Après des années de répression de plus en plus intense, la Zambie est au bord de la crise des droits humains à l’approche des élections présidentielles prévues en août, a déclaré Amnesty International lundi 28 juin. Dans un nouveau rapport intitulé Ruling by fear and repression, l’organisation montre comment le droit à la liberté d’expression et de réunion pacifique est de plus en plus menacé, surtout depuis cinq ans. Des dirigeants et des militant·e·s de l’opposition ont été emprisonnés, les autorités ont fait fermer des organes de presse indépendants et au moins cinq personnes ont été tuées par des policiers depuis 2016.
Le Front patriotique (PF), dirigé depuis 2016 par le président Edgar Lungu, entend se faire réélire le 11 août. Ce parti est arrivé au pouvoir en 2011, après la victoire de Michael Sata, qui est décédé pendant son mandat en 2014. Depuis qu’Edgar Lungu lui a succédé, la situation des droits humains s’est nettement détériorée.
« Nous avons observé en Zambie, notamment depuis cinq ans, une répression de plus en plus brutale des droits humains, qui se caractérise par des attaques éhontées contre toute forme d’opposition, a déclaré Deprose Muchena, directeur pour l’Afrique de l’Est et l’Afrique australe à Amnesty International.
« Des chefs de file de l’opposition, des journalistes, des organes de presse et des militant·e·s ont été pris pour cibles, et dénoncer des faits de corruption ou des violations des droits humains imputables à des représentants de l’État est devenu plus dangereux. Les manifestations sont empêchées ou dispersées au moyen d’une force illégale et parfois meurtrière, et les personnes qui protestent contre la corruption subissent des actes d’intimidation et de harcèlement. »

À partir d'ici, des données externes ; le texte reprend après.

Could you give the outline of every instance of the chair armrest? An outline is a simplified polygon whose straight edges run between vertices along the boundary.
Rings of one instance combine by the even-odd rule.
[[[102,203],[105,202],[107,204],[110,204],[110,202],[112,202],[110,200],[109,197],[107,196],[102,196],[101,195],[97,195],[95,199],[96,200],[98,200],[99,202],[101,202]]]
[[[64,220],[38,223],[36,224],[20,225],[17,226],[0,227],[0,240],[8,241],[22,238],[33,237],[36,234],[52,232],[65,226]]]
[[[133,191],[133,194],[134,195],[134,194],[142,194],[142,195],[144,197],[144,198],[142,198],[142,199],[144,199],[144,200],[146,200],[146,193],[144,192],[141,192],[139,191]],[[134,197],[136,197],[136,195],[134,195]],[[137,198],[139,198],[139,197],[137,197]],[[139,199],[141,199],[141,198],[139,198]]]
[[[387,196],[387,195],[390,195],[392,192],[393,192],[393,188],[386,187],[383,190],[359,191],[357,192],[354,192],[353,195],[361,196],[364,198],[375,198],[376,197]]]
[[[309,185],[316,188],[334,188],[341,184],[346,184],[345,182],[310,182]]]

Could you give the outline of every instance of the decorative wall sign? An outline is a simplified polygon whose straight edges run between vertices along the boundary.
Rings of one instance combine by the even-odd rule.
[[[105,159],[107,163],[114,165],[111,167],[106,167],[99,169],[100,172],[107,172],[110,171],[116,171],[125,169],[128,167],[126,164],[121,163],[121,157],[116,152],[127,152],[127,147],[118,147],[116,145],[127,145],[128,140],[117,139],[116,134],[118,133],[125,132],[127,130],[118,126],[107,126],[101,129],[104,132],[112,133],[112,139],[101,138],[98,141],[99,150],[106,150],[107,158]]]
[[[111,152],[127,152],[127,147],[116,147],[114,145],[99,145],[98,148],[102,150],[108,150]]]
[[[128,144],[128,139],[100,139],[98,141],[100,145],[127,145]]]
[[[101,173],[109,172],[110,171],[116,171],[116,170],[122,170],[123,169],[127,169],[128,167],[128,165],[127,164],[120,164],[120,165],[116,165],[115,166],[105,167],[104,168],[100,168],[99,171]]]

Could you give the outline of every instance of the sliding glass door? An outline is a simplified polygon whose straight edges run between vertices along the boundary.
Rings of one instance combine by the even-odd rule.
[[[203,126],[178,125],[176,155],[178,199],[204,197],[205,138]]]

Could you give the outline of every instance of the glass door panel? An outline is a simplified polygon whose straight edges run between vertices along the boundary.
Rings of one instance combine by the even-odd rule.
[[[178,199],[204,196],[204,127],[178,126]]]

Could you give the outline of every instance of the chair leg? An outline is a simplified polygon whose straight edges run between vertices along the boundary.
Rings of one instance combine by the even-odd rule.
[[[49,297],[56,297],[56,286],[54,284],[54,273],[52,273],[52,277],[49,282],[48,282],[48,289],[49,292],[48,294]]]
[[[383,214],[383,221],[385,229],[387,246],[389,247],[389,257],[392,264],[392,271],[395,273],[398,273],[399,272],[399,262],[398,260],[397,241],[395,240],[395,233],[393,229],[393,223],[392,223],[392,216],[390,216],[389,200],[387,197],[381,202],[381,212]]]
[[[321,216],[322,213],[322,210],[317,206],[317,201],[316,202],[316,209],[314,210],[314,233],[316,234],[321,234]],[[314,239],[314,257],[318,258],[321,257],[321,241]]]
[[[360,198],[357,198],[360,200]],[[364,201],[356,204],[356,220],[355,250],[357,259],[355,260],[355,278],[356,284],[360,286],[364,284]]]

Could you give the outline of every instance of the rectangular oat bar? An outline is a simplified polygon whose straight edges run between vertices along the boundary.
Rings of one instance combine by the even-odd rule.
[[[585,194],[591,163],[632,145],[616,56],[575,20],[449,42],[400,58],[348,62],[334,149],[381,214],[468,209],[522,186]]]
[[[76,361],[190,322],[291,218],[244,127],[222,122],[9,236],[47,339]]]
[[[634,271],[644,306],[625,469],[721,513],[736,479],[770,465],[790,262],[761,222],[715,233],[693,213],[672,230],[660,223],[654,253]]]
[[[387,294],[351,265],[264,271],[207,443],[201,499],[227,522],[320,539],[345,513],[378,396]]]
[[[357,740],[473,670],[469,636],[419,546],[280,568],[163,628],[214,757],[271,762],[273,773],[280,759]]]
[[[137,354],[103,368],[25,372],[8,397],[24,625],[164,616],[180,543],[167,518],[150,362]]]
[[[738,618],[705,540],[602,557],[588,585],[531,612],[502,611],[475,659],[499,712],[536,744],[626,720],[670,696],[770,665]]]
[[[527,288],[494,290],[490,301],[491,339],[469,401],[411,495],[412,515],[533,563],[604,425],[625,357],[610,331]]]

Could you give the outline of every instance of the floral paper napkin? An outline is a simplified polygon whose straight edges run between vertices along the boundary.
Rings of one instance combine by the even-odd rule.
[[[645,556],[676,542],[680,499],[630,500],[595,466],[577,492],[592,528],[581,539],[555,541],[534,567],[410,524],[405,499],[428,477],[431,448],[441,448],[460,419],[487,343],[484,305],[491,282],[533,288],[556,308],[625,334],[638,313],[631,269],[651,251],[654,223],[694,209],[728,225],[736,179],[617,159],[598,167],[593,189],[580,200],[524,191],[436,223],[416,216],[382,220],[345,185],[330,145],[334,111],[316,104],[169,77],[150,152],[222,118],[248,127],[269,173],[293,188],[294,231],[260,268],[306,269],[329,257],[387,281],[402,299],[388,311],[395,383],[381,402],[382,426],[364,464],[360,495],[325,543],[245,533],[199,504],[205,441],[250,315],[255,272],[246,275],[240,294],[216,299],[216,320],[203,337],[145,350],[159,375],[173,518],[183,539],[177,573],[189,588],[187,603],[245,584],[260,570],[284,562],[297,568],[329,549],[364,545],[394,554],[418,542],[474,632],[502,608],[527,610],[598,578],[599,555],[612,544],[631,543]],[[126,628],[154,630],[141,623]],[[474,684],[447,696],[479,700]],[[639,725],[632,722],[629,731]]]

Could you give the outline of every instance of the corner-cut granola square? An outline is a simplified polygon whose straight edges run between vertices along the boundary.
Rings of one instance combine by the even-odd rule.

Le rapport d’Amnesty International témoigne de la détérioration du bilan des droits humains de la Zambie au cours des cinq dernières années, depuis qu’Edgar Lungu est arrivé au pouvoir, et il décrit comment la censure, le recours excessif à la force par la police et les arrestations et détentions arbitraires ont créé un climat de peur et d’impunité.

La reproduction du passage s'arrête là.